Herod would eventually see Jesus face to face, and he still would not really see Him, because Herod was attracted by a thin interest in Jesus’ miracles. Herod was attracted to Jesus for what he himself wanted Jesus to do for him, which was to entertain, and when Jesus did not do that, Herod lost interest; Herod couldn’t make Jesus dance, as much as he tried.
"Who then is this…” - People keep trying to figure out what impact Francis will have on different human systems of power, but changing government is not Francis’ end goal: he wants to impact human hearts through better representing His Human Heart. Francis calls us to be the humble bearer of a message, a Word, a call beyond this world, to keep trying to see the Lord in the midst of the world's pomp and flurry of fame and power. Some say Francis will play this political role, some say he will play a role in the environment's healing, some are just enamored at the fact that a Pope in the 21st century has achieved such celebrity status... the list goes on and on. But Pope Francis showed us all from his very first public address that he knew his true role: a servant.
"And now I would like to give the blessing, but first first I ask a favor of you: before the bishop blesses his people, I ask you to pray to the Lord that he will bless me: the prayer of the people asking the blessing for their bishop. Let us make, in silence, this prayer: your prayer over me.”
I will never forget watching that address, sitting at my office desk, and bursting into tears upon hearing those words. God is with us, brothers and sisters, and we are all called to be holy, we are all called to incite this depth of hope in others.

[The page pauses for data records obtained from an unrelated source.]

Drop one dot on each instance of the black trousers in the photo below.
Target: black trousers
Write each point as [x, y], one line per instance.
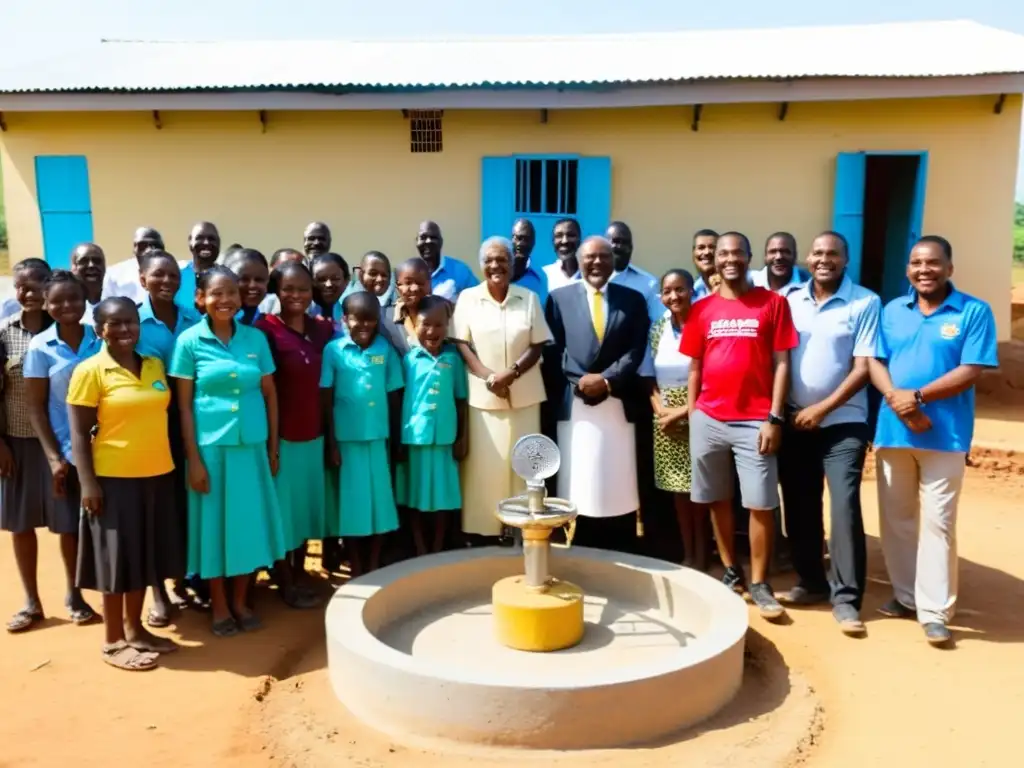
[807, 460]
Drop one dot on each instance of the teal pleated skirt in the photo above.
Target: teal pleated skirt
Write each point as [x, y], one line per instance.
[428, 480]
[237, 527]
[364, 500]
[302, 492]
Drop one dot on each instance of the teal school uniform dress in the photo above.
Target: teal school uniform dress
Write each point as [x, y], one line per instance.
[360, 380]
[237, 527]
[428, 480]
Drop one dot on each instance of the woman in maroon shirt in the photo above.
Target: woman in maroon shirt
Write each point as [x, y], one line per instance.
[297, 341]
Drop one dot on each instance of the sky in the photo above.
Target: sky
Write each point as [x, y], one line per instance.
[42, 26]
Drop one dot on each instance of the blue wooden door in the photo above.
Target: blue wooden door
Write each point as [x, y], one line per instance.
[848, 206]
[545, 188]
[65, 205]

Pope Francis’ impact on the world makes it clear that people do not want another world leader, they want God. They want Jesus, a Savior, they want Mercy, healing, grace, things that humans (even Pope Francis) cannot give, but things that humans, like Pope Francis, can invoke. Brothers and sisters, in this time of great excitement shared with many people in NYC, I ask that we all hold fast to the truths that this excitement points us too. And let us be joyful, for we have among us a servant bearing in himself the likeness of our Lord.